The first step, says Terry Mackin, managing director of Generational Equity, a Dallas, Texas-based mergers and acquisitions consultancy, is to closely monitor cash flow and control costs, especially in areas that don’t contribute to the core functions of your business. Many companies have failed during times of economic downturn and uncertainty because they were not vigilant in cutting and controlling costs in proportion to the downturn in their businesses. As your business grows, you may find that some departments or sectors are duplicating efforts or that streamlining some functions may yield savings and efficiency, adds Birol. For example, moving all print production efforts through one central location can help your company negotiate better volume discounts than having varied accounts from different departments. As you determine which areas of your business are most profitable or yield the greatest results, adjust your annual budgets to support those key areas.

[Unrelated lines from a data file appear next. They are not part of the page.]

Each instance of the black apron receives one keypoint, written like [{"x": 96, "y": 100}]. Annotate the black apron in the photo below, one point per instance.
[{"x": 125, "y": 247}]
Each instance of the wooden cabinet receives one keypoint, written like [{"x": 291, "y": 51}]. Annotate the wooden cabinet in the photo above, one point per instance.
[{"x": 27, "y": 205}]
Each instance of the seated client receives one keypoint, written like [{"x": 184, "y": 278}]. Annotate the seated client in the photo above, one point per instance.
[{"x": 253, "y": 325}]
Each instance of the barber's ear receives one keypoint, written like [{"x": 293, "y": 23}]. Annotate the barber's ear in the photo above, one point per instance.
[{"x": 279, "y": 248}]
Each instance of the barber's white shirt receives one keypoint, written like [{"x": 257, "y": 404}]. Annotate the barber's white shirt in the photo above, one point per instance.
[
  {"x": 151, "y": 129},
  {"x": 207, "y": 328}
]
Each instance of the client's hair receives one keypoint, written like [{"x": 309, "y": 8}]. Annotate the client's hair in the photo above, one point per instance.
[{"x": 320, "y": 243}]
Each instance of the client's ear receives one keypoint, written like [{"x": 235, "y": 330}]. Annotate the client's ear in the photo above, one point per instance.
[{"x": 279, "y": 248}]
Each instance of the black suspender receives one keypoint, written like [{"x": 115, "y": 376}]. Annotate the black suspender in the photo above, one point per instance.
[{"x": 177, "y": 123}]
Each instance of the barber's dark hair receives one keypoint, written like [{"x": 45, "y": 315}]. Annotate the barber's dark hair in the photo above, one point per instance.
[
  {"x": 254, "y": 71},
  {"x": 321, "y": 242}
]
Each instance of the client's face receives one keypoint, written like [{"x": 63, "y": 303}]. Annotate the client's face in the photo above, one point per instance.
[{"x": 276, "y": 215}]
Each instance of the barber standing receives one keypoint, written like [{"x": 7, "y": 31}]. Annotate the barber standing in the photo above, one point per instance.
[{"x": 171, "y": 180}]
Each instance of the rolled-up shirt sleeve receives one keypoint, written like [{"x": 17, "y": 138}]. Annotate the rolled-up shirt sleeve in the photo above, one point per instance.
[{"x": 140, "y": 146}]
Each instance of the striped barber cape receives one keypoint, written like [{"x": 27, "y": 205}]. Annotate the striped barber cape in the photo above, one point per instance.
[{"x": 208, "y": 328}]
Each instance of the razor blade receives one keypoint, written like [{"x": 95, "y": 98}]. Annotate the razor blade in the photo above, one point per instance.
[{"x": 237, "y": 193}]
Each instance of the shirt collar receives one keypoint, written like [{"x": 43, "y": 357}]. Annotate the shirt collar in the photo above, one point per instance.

As they emerge from a difficult economic climate, businesses should also be looking at capital investments they have been delaying, says Robert S. Lee, business banking equipment finance executive at Leasing & Capital, LLC. Many companies have been conservative about making such investments or taking on new debt. However, he adds, strategic acquisition or leasing of equipment and assets that can improve efficiency and maximize productivity often yield significant savings, which can then be reinvested into the business for further growth. Lee helps guide his clients through the process of choosing whether to lease or purchase equipment, based on the long-term objectives of the business and the most cost-effective choice. That is often a carefully considered matrix of industry, business size and market, equipment type, and other factors.

“It is time to look at what your business needs to take advantage of growth opportunities as economic conditions improve. Investments made now can give your business an edge over companies that further delay capital investments,” he notes.


Most businesses need to make their technology and equipment investment a strategic part of their growth plan, says Mackin. Technology can be an important factor in preserving resources, managing inventory and materials, automating processes to reduce waste and enhance productivity, and it can even help bolster a business’s valuation. Automating as many functions as possible allows the time and salaries once spent on those areas to be redirected to other areas that will enhance the product or service, increase sales, or improve customer satisfaction—all areas that will further the business’ expansion.

“One of the first things buyers do when they come in and look at a business is to look at the technology,” he says.


Birol says other key investments include market research and customer service. Having a true, objective understanding of the marketplace and what your customers value about your business is essential in order to discover your business’s Best and Highest Use, he says. However, growing businesses may lose sight of their levels of service or the reasons customers rely on them. Investing time and resources into a comprehensive customer relationship management (CRM) system, and evaluating sales and market data to uncover trends are critical as businesses grow. This data mining can predict market opportunities and help the business find areas that customers dislike, providing key information for the business to improve and become stronger. In addition, investing in the people and resources you need to provide top-notch customer service is essential, since keeping customers happy and engaged with your business costs far less, in most cases, than acquiring a new customer, he says.

By focusing on the core of the business, cutting non-essential expenses, and reinvesting in core functions, businesses can position themselves for growth even in difficult economic times, says Birol. And that repositioning will make them better able than their competition to seize upon growth opportunities when market conditions improve.